Just as in airline safety videos, it makes sense to put on your own oxygen mask first before helping others. So it makes sense to have your own basic retirement needs met and any debt under control before saving for your kids' education. Worst case, they can always borrow to fund education costs. It's much trickier for you to borrow to fund retirement. As a rule of thumb, if you're not a decade or two from retirement and saving 15% of your income, then double check your own retirement plans are ok before looking to 529s, which are more the icing on the cake of personal financial planning.

Limited Options

Unfortunately, 529 options within many plans sometimes aren't that broad or flexible. If you like to pick stocks or build your own portfolio then the 529 options at many providers could disappoint. This is something to consider. The limited set of 529 options from many providers may mean that your investment portfolio is a bit less efficient than you would like. Maybe you're paying slightly higher fees than some of the lower cost ETFs out there, that aren't included the plan. Perhaps you have a particular bias in your investing style that can't be implemented through vanilla 529 fund choices.
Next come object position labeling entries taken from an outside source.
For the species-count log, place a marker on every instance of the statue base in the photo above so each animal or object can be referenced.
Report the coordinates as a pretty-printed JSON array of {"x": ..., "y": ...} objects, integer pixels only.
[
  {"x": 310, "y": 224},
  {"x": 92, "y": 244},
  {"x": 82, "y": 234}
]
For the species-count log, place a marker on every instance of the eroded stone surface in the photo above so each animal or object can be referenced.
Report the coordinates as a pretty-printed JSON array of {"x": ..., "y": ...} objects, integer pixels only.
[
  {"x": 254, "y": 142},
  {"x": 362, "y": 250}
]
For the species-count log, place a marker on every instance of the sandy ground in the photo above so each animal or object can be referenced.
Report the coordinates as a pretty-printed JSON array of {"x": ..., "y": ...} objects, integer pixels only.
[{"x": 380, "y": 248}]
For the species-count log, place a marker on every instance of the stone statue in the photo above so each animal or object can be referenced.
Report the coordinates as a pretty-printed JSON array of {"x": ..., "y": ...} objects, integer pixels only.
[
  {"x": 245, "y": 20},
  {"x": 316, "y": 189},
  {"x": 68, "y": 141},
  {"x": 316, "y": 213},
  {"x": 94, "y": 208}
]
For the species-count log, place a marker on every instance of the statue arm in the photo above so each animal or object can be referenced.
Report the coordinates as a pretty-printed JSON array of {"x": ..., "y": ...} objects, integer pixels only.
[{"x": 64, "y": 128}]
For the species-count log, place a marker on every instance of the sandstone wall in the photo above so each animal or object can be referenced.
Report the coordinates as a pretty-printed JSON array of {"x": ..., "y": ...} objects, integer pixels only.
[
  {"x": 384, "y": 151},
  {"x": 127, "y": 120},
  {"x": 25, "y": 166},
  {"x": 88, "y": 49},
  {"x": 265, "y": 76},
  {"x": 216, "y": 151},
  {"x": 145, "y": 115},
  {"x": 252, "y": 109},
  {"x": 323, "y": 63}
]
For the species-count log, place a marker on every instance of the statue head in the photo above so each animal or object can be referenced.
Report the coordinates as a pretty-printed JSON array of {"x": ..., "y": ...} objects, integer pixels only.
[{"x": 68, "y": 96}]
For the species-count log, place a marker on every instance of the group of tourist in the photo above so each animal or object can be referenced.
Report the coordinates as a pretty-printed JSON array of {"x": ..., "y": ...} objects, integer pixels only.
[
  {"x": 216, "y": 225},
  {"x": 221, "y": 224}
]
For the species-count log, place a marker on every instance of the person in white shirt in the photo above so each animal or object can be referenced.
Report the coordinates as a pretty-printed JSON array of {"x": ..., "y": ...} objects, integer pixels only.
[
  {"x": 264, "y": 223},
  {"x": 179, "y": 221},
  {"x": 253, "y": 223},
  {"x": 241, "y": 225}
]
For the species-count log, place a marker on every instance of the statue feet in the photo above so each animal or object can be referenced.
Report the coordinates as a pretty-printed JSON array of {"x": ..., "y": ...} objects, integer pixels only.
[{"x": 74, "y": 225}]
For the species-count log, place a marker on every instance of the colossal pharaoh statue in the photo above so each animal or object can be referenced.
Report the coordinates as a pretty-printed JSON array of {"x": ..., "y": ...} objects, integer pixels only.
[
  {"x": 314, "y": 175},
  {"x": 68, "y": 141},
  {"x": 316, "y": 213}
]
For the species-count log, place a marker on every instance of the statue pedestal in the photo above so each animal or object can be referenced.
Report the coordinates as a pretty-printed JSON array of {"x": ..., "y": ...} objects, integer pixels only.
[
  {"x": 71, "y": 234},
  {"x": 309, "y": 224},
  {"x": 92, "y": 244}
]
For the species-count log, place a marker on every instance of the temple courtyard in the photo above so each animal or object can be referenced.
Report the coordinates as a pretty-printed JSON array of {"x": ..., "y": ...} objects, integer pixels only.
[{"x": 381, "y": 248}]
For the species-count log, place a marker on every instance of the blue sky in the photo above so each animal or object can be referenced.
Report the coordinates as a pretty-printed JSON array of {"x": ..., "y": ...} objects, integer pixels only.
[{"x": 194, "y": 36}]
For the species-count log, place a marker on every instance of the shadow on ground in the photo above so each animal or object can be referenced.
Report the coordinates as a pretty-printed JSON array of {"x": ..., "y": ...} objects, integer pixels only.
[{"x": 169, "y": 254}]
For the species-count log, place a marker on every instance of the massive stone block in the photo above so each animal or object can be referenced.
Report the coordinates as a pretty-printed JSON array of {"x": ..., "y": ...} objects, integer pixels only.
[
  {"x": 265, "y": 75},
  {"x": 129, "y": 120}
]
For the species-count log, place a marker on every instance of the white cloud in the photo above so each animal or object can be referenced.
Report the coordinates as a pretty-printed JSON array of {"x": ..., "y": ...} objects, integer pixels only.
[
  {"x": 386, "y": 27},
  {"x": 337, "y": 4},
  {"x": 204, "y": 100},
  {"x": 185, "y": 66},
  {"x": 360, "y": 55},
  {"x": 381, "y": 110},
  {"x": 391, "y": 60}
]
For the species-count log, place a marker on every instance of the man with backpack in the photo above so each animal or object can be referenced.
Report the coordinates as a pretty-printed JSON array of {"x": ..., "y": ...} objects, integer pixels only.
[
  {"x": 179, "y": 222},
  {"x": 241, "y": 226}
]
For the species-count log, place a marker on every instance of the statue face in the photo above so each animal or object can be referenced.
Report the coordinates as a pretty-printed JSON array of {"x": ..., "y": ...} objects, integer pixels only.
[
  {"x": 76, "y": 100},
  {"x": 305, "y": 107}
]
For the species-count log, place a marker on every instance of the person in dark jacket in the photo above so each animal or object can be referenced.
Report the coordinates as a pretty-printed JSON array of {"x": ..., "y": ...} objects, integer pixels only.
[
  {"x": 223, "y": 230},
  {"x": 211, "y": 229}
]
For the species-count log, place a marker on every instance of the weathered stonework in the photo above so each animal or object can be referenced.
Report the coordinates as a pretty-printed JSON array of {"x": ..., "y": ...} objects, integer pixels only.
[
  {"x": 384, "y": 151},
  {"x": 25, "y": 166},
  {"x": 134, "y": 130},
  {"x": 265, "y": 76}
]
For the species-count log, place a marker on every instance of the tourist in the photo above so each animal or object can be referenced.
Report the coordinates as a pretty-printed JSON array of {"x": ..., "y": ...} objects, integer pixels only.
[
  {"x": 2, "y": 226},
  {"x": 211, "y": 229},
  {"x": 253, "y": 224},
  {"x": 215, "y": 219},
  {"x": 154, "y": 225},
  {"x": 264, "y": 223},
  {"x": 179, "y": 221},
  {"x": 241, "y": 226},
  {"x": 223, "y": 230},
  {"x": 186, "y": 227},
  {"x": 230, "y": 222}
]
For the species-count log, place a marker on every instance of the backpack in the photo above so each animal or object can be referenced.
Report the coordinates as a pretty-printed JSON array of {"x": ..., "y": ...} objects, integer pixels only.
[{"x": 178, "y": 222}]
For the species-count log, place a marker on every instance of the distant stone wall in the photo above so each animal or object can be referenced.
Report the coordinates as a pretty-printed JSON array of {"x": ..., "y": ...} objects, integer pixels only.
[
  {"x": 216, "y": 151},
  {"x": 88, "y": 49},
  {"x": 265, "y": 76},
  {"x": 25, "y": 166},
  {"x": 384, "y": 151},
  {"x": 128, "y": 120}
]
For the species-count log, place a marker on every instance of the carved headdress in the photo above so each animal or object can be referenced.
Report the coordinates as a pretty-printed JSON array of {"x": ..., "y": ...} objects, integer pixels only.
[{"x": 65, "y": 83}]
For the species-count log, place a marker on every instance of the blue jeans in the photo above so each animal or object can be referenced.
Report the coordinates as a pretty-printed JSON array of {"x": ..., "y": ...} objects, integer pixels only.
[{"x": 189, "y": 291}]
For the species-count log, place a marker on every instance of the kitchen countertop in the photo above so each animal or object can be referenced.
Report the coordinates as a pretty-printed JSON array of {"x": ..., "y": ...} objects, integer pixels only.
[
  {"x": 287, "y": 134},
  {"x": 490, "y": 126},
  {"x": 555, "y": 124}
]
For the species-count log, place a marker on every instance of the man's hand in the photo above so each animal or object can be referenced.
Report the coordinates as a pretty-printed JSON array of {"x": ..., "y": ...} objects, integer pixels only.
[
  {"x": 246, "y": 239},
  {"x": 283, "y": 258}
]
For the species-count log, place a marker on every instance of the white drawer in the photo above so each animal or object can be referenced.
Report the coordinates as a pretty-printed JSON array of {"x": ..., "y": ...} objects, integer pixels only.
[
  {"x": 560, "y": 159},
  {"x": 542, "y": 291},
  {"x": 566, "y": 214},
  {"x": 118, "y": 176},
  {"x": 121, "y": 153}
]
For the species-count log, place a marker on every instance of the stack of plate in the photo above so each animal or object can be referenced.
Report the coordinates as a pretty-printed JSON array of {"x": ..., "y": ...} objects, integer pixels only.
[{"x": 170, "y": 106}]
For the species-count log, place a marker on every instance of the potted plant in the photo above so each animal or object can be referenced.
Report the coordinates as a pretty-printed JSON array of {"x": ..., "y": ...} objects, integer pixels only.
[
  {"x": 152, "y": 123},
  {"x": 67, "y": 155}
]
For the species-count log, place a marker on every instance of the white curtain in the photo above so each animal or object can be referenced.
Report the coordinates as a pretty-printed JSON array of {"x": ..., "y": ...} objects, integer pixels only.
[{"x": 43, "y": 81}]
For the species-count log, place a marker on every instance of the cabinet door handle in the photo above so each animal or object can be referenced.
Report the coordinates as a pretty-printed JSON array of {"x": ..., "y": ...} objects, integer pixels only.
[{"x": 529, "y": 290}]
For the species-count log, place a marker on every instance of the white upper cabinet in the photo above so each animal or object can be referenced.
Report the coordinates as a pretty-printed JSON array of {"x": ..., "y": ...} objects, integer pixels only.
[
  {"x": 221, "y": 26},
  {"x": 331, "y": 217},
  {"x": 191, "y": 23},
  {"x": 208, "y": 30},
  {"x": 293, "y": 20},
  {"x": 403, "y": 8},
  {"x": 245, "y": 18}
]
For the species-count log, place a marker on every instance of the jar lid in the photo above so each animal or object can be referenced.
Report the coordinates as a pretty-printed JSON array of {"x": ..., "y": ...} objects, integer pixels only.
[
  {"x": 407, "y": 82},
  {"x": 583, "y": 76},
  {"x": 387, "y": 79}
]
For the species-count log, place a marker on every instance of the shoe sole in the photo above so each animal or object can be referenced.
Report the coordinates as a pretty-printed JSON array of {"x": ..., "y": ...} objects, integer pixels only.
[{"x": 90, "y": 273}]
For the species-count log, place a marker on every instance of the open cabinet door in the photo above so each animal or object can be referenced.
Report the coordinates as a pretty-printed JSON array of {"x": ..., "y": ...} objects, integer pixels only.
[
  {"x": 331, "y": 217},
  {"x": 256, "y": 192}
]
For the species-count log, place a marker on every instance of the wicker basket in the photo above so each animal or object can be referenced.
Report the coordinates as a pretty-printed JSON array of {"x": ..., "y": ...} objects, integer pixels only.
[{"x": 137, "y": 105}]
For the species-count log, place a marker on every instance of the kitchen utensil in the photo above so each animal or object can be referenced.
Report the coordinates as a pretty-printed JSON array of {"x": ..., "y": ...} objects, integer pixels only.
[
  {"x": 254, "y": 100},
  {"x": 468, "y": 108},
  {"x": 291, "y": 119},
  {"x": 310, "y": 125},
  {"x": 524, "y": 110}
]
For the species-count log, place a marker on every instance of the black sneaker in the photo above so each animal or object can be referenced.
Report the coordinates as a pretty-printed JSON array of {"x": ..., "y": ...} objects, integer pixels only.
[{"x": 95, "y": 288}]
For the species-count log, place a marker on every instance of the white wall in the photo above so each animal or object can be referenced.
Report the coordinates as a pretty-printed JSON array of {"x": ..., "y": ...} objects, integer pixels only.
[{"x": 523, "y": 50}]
Either way it's possible that constraints in how you can invest your 529 plan means that your investment returns are a bit lower than they otherwise would be, perhaps due to fees, perhaps due to limited investment options. Yes, of course, there is a tax benefit to be factor in should things work out, but if your investment performance suffers there's an obvious trade-off. There's less tax to pay if your investment returns are worse and if you lose money, maybe there's no tax benefit at all, but limitations may still apply.

Don't Save Excessively

Unlike other forms of tax-efficient saving the uses for 529 plans are relatively locked down. You can use up to $10,000 a year for elementary or secondary school and you can typically use 529 to fund certain education-related computer costs for your child. Plus the SECURE Act with its changes to IRAs and 401(k)s may also expand the use of 529s if Ted Cruz gets his way to include potentially home schooling and various special needs costs. Today though, the bulk of 529 costs are typically spent on university education. That can be a problem, because if you child doesn't go to college or even goes with a cheaper option, such as an in-state choice, then you could be hit with a 10% penalty and additional tax on a 529 balance that you may struggle to use for educational purposes.
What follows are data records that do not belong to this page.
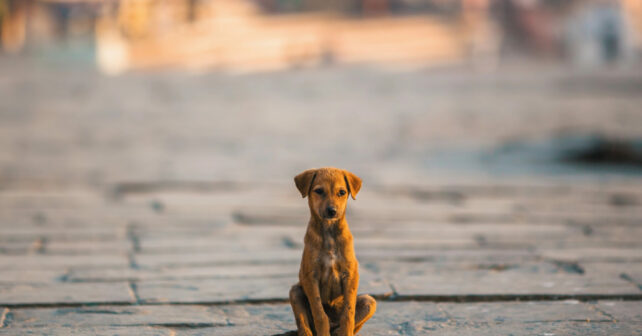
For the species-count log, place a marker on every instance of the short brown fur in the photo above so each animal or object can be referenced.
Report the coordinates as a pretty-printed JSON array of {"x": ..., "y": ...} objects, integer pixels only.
[{"x": 325, "y": 300}]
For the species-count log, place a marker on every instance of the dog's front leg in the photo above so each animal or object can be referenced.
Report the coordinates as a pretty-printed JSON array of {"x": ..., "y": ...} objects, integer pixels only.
[
  {"x": 346, "y": 322},
  {"x": 321, "y": 321}
]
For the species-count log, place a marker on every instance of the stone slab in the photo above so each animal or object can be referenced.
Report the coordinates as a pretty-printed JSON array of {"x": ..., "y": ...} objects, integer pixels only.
[
  {"x": 96, "y": 331},
  {"x": 65, "y": 293},
  {"x": 44, "y": 261},
  {"x": 117, "y": 316},
  {"x": 623, "y": 311}
]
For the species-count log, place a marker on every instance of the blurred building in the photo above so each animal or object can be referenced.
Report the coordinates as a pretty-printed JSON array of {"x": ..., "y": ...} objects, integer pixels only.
[{"x": 272, "y": 34}]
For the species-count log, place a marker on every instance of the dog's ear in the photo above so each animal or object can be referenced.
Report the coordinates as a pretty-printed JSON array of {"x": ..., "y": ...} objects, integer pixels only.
[
  {"x": 354, "y": 183},
  {"x": 304, "y": 181}
]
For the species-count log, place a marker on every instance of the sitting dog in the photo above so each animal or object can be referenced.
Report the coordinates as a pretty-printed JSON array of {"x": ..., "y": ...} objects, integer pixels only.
[{"x": 325, "y": 300}]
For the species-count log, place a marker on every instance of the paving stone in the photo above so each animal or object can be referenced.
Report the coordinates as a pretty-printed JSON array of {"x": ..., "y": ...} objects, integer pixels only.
[
  {"x": 623, "y": 311},
  {"x": 117, "y": 247},
  {"x": 283, "y": 255},
  {"x": 205, "y": 272},
  {"x": 97, "y": 331},
  {"x": 226, "y": 290},
  {"x": 594, "y": 254},
  {"x": 31, "y": 276},
  {"x": 43, "y": 261},
  {"x": 65, "y": 293},
  {"x": 117, "y": 316},
  {"x": 257, "y": 329},
  {"x": 509, "y": 282},
  {"x": 523, "y": 312},
  {"x": 220, "y": 290}
]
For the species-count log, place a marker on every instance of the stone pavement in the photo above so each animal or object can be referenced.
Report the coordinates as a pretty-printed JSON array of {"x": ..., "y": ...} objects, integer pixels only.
[
  {"x": 162, "y": 204},
  {"x": 500, "y": 259}
]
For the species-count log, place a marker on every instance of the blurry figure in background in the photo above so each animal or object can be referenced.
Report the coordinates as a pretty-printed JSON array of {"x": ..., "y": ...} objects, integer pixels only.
[
  {"x": 529, "y": 25},
  {"x": 13, "y": 24},
  {"x": 483, "y": 37},
  {"x": 599, "y": 33}
]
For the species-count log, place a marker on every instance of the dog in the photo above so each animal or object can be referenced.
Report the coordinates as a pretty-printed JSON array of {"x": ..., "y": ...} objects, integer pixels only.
[{"x": 325, "y": 300}]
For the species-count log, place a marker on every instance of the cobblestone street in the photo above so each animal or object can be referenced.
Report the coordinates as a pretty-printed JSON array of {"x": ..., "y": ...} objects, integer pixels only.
[{"x": 163, "y": 204}]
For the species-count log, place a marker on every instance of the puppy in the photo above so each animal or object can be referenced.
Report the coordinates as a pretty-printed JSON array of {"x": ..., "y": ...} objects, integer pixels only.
[{"x": 325, "y": 300}]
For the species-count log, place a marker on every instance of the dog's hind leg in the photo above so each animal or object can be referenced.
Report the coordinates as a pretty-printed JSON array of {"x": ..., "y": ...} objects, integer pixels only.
[
  {"x": 301, "y": 309},
  {"x": 364, "y": 309}
]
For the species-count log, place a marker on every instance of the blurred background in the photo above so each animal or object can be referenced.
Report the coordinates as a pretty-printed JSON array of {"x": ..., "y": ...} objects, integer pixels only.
[
  {"x": 98, "y": 92},
  {"x": 148, "y": 149}
]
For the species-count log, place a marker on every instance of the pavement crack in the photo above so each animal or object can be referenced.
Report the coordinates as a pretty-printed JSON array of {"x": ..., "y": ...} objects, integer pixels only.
[
  {"x": 604, "y": 313},
  {"x": 569, "y": 266}
]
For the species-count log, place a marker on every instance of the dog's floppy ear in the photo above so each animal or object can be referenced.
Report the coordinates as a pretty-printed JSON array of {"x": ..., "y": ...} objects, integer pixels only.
[
  {"x": 354, "y": 183},
  {"x": 304, "y": 180}
]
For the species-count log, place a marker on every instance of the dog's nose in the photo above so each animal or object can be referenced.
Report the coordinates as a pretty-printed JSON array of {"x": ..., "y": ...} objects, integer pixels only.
[{"x": 330, "y": 211}]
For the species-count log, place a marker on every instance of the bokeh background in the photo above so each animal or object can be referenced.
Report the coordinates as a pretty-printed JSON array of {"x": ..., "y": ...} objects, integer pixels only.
[
  {"x": 97, "y": 92},
  {"x": 147, "y": 150}
]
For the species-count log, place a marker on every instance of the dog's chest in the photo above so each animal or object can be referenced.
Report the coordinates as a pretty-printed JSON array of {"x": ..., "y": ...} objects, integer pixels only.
[{"x": 330, "y": 260}]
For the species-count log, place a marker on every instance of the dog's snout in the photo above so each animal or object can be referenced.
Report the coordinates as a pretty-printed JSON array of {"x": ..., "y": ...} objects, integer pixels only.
[{"x": 330, "y": 211}]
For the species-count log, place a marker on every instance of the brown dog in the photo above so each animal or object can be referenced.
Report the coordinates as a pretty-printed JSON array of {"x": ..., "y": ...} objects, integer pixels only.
[{"x": 325, "y": 299}]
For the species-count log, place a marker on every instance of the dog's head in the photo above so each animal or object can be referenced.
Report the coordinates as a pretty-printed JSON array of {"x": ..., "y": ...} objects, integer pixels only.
[{"x": 327, "y": 190}]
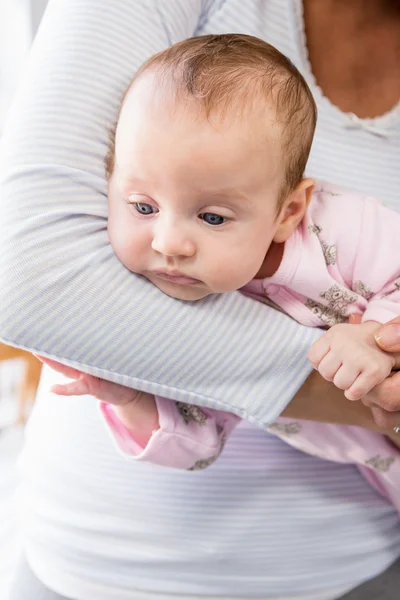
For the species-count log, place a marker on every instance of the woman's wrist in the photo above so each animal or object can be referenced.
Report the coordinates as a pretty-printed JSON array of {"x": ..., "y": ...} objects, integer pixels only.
[{"x": 320, "y": 400}]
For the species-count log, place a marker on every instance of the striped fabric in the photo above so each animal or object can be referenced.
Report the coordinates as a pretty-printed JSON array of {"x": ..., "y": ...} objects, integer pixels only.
[
  {"x": 265, "y": 521},
  {"x": 62, "y": 290}
]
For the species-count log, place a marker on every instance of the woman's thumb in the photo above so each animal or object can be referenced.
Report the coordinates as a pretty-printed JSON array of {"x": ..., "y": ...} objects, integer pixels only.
[{"x": 388, "y": 336}]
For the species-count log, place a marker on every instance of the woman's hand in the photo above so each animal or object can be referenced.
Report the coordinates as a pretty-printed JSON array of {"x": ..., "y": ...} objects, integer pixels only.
[
  {"x": 136, "y": 410},
  {"x": 384, "y": 399},
  {"x": 319, "y": 400}
]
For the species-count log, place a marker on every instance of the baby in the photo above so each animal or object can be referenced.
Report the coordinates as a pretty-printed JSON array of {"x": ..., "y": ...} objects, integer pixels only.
[{"x": 207, "y": 195}]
If you have multiple kids or are feeling generous with nieces, nephews or grandchildren, that can work, because moving the balance between eligible beneficiaries is often an option. Though here you should be aware of estate planning concerns. For example, giving over $14,000 a year to any beneficiary may create tax issues. Therefore, trying to cover absolutely all of college costs with a 529 can be risky. If costs run less than expected and you don't have another child to transfer the 529 balance to, you may endure various penalties.

529 offer tax efficiency, but they are inflexible both in many investment choices and how they can be used. Plus you likely want to make sure your own retirement is in order first. 529s can be helpful, but make sure you're aware of the pros and cons going in. Whereas 401(k)s and IRAs can be broadly useful, 529s despite their tax benefits can also carry some limitations.